Pioneer Learning Housing em Salamanca que oferece oportunidades de vida

“Eu quero estar longe dos meus pais.” María mostra seu aprendizado em casa, onde dá seus primeiros passos como uma pessoa independente. Seu objetivo, decidir se deve ou não viver sozinho. No momento, três dias por semana vivem com outros dois parceiros da associação, assimilando a rotina de realizar uma compra, comida, tarefas domésticas, gerenciamento de tempo ou dinheiro. Tudo, para poder se sentir livre e bem, sinta que você pode sozinho.
Começamos com a entrada, um mural aconchegante nos recebe, em um retrato de pessoas com síndrome de Down, um retrato, como Sonia Seisdedos explica -Projetor do projeto -que valoriza a diversidade, a igualdade, a inclusão e a alegria e a boa cofre para uma casa cheia de oportunidades. “É uma aparência limpa e leve.”
Nome

A cozinha se junta à sala de estar, onde os jogos de tabuleiro, uma cadeia de música e televisão presidem o local de lazer, para além do corredor ver os quartos.
“Eu amo cozinhar”, diz Maria. “Ontem fiz salada e lula para o La Romana para o jantar.” Em seu quarto, ele tem uma folha onde suas responsabilidades e tarefas de cada dia são lidas, além do cronograma a ser seguido por todos os coabitantes. Ao lado deles, sempre há um profissional, porque o projeto é baseado no aprendizado.
O que mais lhe custa é fazer a cama, mas por enquanto, com a ajuda de Carolina. O que ele mais gosta … «Adoro viver com amigos, acho que é essencial. Estou confortável e não chateado com ninguém ».

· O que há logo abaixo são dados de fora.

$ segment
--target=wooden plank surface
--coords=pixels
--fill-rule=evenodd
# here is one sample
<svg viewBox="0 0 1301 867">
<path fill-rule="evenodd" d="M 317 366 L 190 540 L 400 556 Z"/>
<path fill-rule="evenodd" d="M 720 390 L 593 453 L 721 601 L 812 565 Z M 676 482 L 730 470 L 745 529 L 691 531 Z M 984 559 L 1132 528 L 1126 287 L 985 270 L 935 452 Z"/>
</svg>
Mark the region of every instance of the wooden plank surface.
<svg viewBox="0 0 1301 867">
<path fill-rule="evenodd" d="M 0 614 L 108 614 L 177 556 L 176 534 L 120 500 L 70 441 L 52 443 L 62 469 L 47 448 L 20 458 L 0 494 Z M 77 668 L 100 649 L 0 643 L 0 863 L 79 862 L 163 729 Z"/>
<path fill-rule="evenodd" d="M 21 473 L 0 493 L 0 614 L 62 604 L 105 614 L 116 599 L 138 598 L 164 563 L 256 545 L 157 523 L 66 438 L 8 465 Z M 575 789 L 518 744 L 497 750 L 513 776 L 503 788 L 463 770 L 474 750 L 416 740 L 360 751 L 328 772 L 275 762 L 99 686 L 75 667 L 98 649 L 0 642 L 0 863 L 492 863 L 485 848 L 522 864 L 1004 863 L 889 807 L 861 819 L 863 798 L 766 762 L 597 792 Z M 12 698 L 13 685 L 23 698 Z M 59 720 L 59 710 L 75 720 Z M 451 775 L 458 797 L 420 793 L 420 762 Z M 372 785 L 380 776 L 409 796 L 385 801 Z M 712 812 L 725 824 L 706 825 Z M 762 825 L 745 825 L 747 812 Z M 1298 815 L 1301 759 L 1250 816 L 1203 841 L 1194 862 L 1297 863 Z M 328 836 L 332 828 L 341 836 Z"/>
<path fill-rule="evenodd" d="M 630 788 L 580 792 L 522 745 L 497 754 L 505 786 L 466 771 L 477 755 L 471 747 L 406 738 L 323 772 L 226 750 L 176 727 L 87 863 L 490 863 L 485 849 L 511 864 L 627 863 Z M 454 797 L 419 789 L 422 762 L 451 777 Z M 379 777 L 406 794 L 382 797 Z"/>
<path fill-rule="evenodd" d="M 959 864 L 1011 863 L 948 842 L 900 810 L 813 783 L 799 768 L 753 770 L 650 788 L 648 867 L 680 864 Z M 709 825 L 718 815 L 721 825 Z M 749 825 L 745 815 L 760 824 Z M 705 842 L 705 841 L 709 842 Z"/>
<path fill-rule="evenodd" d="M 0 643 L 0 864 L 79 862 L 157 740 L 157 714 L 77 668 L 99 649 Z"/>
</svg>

O projeto, único em Salamanca
Um projeto com um ano de vida, de aprendizado antes da emancipação. Os participantes são divididos em diferentes grupos -três cada -treinando cada um deles diferentes habilidades da vida cotidiana, dependendo de suas características e idade. Começa com o trabalho básico, como colocar as roupas e, uma vez que eles conseguem exceder os níveis estabelecidos, as atividades são complicadas.
“O importante é que eles podem escolher”
O principal objetivo: «Queremos que o tempo chegue pode optar por deixar a casa dos pais, viver sozinha ou compartilhar um piso, porque eles sabem o que é, porque sabem o que vão enfrentar. Queremos que eles tenham a oportunidade de escolher e é por isso que trabalhamos com grupos a partir dos 13 anos, para que as habilidades sejam treinadas naturalmente e cedo para internalizá -las muito melhor. Se eles querem com 18, 29 ou 20 anos que possam decidir ».
Uma autonomia capaz de dar vida.
«Todas as opções são válidas, quer elas querem e não emancipate. O importante é que eles possam escolher, o fundamental. Eles têm o direito de viver fora do contexto da família, se desejarem. Falamos sobre um passo anterior, de um passo que eles dão para serem independentes, com o apoio de suas famílias. Você não pode ir de 0 a 100 ”, diz Sonia Seisdedos.
O custo, assumido pelas famílias
A casa está em aluguel, o que implica uma despesa mensal, juntamente com os custos de luz, água, gás e comida. A isso é adicionado 24 horas de um profissional. Um investimento para e para pessoas com síndrome de Down que requer um esforço da associação e das famílias.
«É muita dedicação, tempo e despesa. Certamente, para muitas associações, é inatingível. As despesas que as famílias apoiam é de aproximadamente 60%. É complicado, porque é um programa que implica um profissional 24 horas por dia. A supervisão continua ”, explica ele.